One of the proposed rules would limit Medicaid enrollment help for the vulnerable, said Denise Herrmann, a St. Paul, Minnesota, school nurse representing the National Association of School Nurses. "Many families served by school nurses live day-to-day and are stressed in making ends meet." They lack telephones, computers, and transportation and some are homeless. "Some are unable to read, and many are under-educated. Applying for Medicaid is an overwhelming task. School nurses identify the children who are most vulnerable and then help them find the best way to receive health care. Without Medicaid reimbursement for that type of school nursing activity, fewer needy children will receive health care services." Herrmann added that without the ability to file with Medicaid for these types of administrative expenses, some school districts will eliminate school nurse positions altogether.

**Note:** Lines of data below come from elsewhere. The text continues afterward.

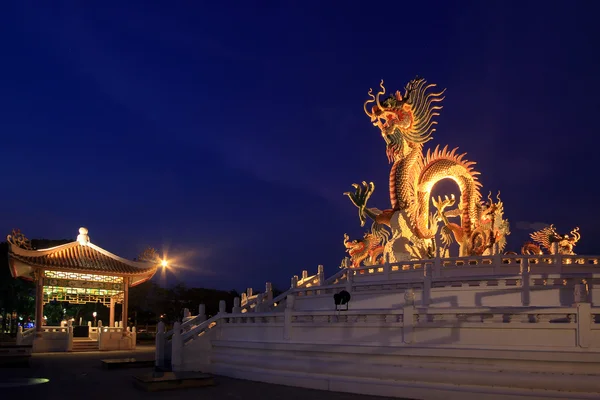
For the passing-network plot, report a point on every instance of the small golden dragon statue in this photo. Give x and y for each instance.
(368, 250)
(544, 238)
(406, 123)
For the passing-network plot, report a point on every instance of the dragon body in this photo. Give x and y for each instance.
(549, 240)
(368, 250)
(406, 123)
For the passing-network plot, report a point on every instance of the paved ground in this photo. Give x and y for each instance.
(71, 375)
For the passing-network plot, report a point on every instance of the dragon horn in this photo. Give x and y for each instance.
(575, 234)
(379, 94)
(369, 101)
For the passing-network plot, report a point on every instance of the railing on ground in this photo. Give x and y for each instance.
(25, 337)
(494, 270)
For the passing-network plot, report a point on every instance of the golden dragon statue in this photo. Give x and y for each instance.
(368, 250)
(406, 123)
(546, 237)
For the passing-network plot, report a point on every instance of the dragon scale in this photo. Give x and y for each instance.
(441, 165)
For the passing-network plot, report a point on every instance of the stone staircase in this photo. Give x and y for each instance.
(81, 345)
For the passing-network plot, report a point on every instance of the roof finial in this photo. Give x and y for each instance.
(83, 237)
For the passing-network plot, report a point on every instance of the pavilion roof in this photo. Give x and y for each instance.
(80, 256)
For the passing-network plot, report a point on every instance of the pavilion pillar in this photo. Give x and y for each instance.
(126, 281)
(39, 300)
(111, 319)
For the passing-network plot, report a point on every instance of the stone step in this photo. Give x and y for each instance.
(115, 363)
(85, 345)
(172, 380)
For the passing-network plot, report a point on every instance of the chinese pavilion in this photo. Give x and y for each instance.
(77, 272)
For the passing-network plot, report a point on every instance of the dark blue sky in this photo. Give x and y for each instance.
(228, 133)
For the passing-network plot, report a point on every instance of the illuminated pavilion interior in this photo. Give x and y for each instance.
(77, 272)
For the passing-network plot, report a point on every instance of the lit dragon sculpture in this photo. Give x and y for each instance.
(406, 123)
(546, 237)
(368, 250)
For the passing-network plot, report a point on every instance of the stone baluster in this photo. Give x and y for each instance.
(19, 335)
(349, 279)
(259, 300)
(269, 291)
(427, 272)
(159, 355)
(321, 275)
(557, 257)
(177, 348)
(236, 306)
(133, 337)
(525, 281)
(201, 313)
(584, 314)
(287, 317)
(437, 264)
(70, 330)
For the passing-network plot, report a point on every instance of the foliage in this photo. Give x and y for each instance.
(18, 295)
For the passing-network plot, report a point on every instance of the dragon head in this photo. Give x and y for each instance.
(405, 120)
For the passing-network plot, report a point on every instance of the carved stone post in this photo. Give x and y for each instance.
(159, 356)
(236, 306)
(408, 317)
(437, 264)
(427, 272)
(70, 331)
(125, 319)
(39, 301)
(525, 288)
(259, 300)
(201, 312)
(321, 275)
(584, 315)
(349, 279)
(111, 319)
(177, 349)
(287, 317)
(269, 291)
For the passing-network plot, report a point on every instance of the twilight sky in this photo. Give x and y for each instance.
(226, 132)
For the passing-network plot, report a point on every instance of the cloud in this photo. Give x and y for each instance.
(531, 226)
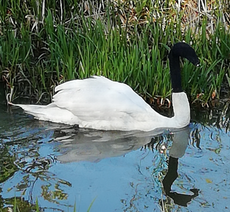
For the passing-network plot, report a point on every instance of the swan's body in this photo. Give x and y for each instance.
(100, 103)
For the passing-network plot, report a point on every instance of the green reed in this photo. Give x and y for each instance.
(41, 46)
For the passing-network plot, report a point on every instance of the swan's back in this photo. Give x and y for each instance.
(102, 104)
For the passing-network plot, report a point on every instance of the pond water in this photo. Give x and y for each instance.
(63, 168)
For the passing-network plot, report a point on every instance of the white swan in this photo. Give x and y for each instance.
(103, 104)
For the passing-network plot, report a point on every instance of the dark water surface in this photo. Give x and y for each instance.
(67, 169)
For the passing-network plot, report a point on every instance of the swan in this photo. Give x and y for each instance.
(102, 104)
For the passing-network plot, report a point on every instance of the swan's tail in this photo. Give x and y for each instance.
(49, 113)
(38, 111)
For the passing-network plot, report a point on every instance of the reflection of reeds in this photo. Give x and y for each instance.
(45, 43)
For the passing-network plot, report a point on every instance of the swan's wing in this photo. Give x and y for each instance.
(99, 98)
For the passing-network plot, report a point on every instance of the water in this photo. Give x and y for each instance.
(67, 169)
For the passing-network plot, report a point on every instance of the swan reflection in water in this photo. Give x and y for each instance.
(93, 145)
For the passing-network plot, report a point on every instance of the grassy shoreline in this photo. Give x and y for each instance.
(42, 45)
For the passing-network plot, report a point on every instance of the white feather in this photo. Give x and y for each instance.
(100, 103)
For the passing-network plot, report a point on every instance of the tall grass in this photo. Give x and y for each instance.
(44, 43)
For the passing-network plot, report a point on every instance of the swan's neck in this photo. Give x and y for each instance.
(181, 109)
(174, 64)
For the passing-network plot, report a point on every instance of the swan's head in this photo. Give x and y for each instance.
(186, 51)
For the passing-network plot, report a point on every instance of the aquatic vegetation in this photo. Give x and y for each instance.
(42, 45)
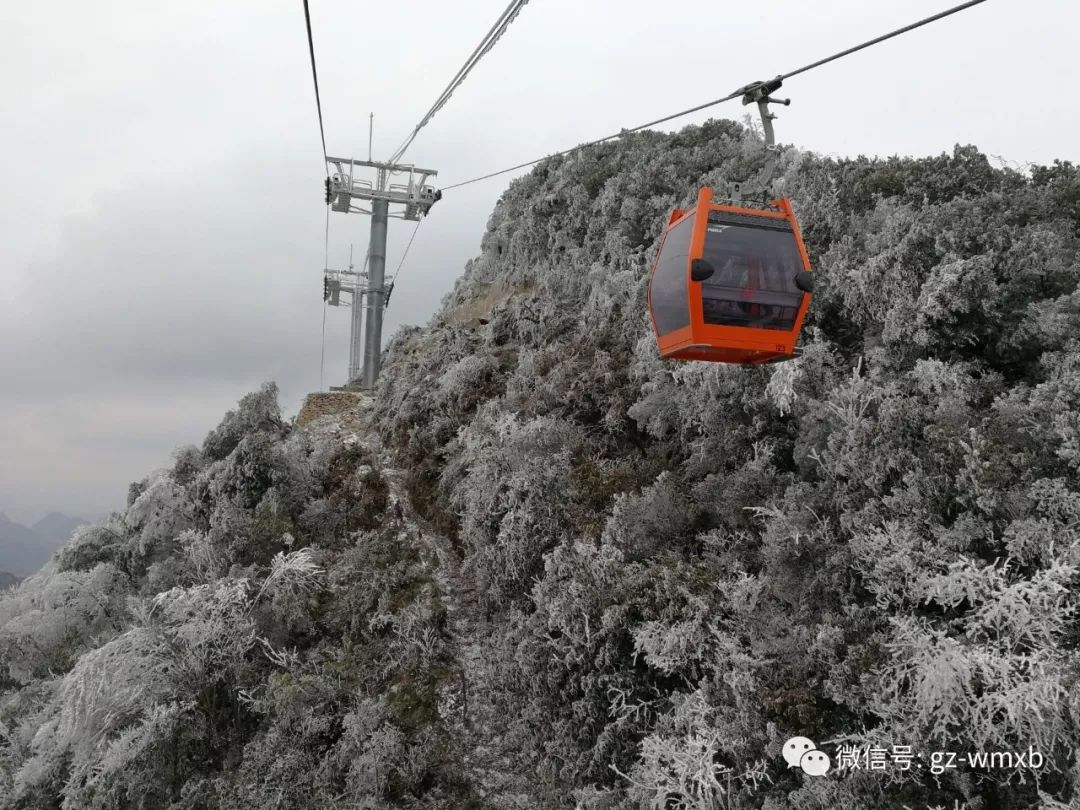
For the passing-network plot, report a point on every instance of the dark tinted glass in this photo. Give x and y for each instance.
(756, 260)
(670, 297)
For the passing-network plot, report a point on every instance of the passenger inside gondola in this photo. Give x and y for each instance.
(753, 283)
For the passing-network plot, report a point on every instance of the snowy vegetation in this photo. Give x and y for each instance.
(628, 582)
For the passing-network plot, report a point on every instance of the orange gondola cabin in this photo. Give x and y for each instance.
(730, 284)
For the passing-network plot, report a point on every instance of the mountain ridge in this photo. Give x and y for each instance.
(542, 568)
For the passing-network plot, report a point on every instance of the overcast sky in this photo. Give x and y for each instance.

However, states have a long history of devising Medicaid financing arrangements that "inappropriately increase federal Medicaid matching payments," testified Marjorie Kanoff of the Government Accountability Office. These schemes threaten the fiscal integrity of the Medicaid program, she said. Dennis Smith, head of the federal Medicaid program at the Centers for Medicare and Medicaid Services, said the proposed rules aim to protect the fiscal integrity of Medicaid.

He noted that the Clinton administration also took steps to curb state schemes to inappropriately boost federal Medicaid matching payments. "We believe these rules reflect the long-standing work of CMS and others, such as GAO and the OIG [Office of the Health and Human Services Inspector General] to restore greater accountability to the Medicaid program while safeguarding limited resources for actual services to those individuals who rely on the Medicaid program," Smith said.

"I think I've done what my predecessors have done," Smith said. For example, some of the activities described by Herrmann would not have been funded in the Clinton administration, he said. Medicaid reimbursement has covered things like "juvenile wilderness camps" and "small engine repair," he said. Medicaid covers the cost of direct care but "there are things that have been pushed ... beyond the edge" of what should be reimbursed. Smith added that interpretations by witnesses at the hearing of what the regulations would do go "further than what the rules actually say."

Connecticut Republican Christopher Shays expressed incredulity that the cuts made by the proposals would have such a dire effect. "I am hard pressed to know how terrible things will happen," he said. Over a five-year period, the cuts would trim just $11 billion on a total of $1.2 trillion in federal spending, he said. "I don't want to blow this hearing out of proportion." Davis of Virginia also noted that Medicaid faces huge spending increases in coming years. "A blank check just isn't going to solve it," he said.

However, Democrats said those cuts would hit those least able to withstand them, and the lawmakers appear intent on passing legislation to block the regulations—but they face the challenge of coming up with offsetting cuts or tax increases elsewhere in the federal budget to pay for the legislation if they stick to pay-as-you go budgeting rules.